I Am Charlotte Simmons

Thursday, December 23rd, 2004

I’ve heard more buzz about Tom Wolfe’s book I Am Charlotte Simmons than any other this Christmas season, so I decided to pick it up and read it. The novel centers around Charlotte, a naive new student at Dupont University, a school boasting a top-ranked basketball program and an Ivy League academic reputation. Although Dupont is an elite university, the atmosphere is typical of most colleges today - sex, alcohol, and social status rule the day. A drive for material wealth, physical pleasure, and a well-placed social status are priorities, and academics are only important insofar as they help achieve those goals.

Some have criticized Wolfe’s portrayal of the contemporary college scene as inaccurate, but those critics are typically out of touch. The novel is a satire, but the portrayal is depressingly close to reality. Sex plays a big role, but it does in real life too. For example, there’s the common phenomenon of being “sexiled,” code word for being kicked out of your room for extended periods while the roommate “hooks up” with a “friend with benefits.” Wolfe’s typically fantastic prose strikes the perfect chord - a disinterested description, humorous and rich, but not necessarily crude.

Despite her upbringing and community code, Charlotte gets caught in the game. As John Derbyshire described it, Charlotte’s innocence is “destroyed as swiftly, coldly, and thoroughly as a kitten that has wandered onto a busy six-lane expressway.” The guilt and grappling with expectations weighs heavily on her and other supporting characters.
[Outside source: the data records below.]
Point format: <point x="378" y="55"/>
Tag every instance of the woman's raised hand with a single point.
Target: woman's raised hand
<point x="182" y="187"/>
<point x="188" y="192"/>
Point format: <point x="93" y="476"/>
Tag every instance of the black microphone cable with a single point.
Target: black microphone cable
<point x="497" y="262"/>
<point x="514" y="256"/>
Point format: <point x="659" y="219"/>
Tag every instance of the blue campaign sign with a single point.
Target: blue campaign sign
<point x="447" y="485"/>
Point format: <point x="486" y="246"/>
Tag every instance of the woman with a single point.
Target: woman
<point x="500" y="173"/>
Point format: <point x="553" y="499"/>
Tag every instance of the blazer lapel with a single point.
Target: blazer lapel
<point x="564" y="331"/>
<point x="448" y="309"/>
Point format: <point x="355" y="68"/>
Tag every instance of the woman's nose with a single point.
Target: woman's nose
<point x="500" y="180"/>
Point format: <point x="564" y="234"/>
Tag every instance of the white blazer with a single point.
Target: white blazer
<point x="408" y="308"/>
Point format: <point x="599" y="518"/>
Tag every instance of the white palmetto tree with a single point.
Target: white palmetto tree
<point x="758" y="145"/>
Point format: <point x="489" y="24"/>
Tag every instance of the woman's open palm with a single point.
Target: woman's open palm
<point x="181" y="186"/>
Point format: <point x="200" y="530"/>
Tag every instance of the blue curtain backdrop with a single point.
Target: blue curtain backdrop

One could confine the novel to this and it would be a wonderful book, but this is a Tom Wolfe novel, and as such he takes it to a new and exciting level. In fact, the central tension in the novel is not sex or modernity’s colleges, at least not directly. Instead it’s neuroscience’s understanding of human nature. Charlotte takes a course on neuroscience taught by Nobel Prize winning Prof. Sterling. Wolfe uses this as a means to explore the field in depth, and he demonstrates that the field is more developed than most non-scientists realize. The deconstruction of self isn’t new and has in fact been around for hundreds of years, but now more than ever the science is backing up the philosophy.
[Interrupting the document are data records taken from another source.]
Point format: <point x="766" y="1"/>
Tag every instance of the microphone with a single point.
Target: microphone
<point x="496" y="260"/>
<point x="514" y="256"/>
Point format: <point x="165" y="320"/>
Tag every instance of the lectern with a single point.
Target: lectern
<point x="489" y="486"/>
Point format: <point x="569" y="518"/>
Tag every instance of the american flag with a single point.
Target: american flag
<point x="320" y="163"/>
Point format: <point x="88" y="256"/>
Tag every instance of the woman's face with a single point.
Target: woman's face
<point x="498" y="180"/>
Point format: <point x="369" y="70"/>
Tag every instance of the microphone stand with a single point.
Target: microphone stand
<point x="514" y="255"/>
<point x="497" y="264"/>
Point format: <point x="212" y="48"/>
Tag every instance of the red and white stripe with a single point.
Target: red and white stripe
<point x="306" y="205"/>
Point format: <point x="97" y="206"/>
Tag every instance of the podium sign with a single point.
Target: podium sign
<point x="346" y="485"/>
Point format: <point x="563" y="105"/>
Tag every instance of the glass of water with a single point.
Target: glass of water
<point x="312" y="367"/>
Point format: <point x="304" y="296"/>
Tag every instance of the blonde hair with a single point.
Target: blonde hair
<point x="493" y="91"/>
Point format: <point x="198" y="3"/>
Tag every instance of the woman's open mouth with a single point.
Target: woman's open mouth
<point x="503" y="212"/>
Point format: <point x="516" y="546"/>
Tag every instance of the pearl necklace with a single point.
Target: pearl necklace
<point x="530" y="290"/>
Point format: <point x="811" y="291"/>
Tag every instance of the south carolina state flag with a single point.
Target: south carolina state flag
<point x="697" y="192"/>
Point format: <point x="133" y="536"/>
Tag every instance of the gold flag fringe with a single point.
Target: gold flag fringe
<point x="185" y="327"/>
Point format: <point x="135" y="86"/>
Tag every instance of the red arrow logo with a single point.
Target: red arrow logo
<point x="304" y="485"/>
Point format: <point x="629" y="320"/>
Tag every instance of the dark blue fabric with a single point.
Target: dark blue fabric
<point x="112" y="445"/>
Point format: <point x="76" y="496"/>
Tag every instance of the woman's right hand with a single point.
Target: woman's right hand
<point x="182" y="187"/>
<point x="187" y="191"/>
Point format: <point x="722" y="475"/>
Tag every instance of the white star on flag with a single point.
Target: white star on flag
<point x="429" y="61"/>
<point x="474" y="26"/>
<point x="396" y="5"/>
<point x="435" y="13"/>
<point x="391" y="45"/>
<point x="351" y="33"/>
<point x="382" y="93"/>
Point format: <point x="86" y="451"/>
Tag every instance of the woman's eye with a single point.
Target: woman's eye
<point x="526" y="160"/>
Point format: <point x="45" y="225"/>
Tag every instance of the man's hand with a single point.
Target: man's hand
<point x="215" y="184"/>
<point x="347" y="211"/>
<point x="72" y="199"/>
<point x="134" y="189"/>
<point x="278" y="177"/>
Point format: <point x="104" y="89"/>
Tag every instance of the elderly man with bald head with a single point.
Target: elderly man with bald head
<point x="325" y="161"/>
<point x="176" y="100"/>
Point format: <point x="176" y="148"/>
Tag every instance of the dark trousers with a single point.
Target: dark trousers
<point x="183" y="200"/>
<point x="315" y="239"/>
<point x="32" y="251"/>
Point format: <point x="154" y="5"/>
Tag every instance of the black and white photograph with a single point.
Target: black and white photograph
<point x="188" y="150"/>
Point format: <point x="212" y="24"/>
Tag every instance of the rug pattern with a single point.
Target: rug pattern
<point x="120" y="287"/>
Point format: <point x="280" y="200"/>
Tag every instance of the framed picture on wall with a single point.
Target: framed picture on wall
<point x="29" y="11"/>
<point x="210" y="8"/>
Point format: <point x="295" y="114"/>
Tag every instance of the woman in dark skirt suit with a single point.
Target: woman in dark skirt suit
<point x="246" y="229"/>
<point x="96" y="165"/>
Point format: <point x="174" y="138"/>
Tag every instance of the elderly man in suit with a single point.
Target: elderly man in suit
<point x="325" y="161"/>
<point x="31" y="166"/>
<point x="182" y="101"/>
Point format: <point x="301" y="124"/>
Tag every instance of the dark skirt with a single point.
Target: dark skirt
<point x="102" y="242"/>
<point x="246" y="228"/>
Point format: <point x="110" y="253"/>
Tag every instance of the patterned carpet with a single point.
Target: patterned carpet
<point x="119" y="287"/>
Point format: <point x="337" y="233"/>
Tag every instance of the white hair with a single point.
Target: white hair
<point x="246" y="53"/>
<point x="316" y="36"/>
The conscious self is scrutinized because science tells us it may be nothing more than a series of chemical reactions, sometimes genetic. Characters continually struggle with the existence of souls, whether they have one, and what the implications might be. Prof. Sterling tells us that the self is “nothing more than a ‘transient composite of materials from the environment.’” Neuroscience is turning philosophy and religion upside down according to Sterling, and in this belief Charlotte finds the intellectual awaking she was craving. She walks out of class one day and explains that her classmates are “blithely ignorant of the fact” that they are “merely conscious little rocks, every one of them, whereas. . . I am Charlotte Simmons.”

Here, in my mind, Wolfe demonstrates part of his genius. Charlotte’s exultions of herself, and her comprehension, are themselves chemical reactions by Sterling’s philosophy. There is a terribly dehumanizing and deconstructing effect to all of this, and although it’s set in a fiction novel they are issues facing us square in the face in reality. We’re all in Dupont University now.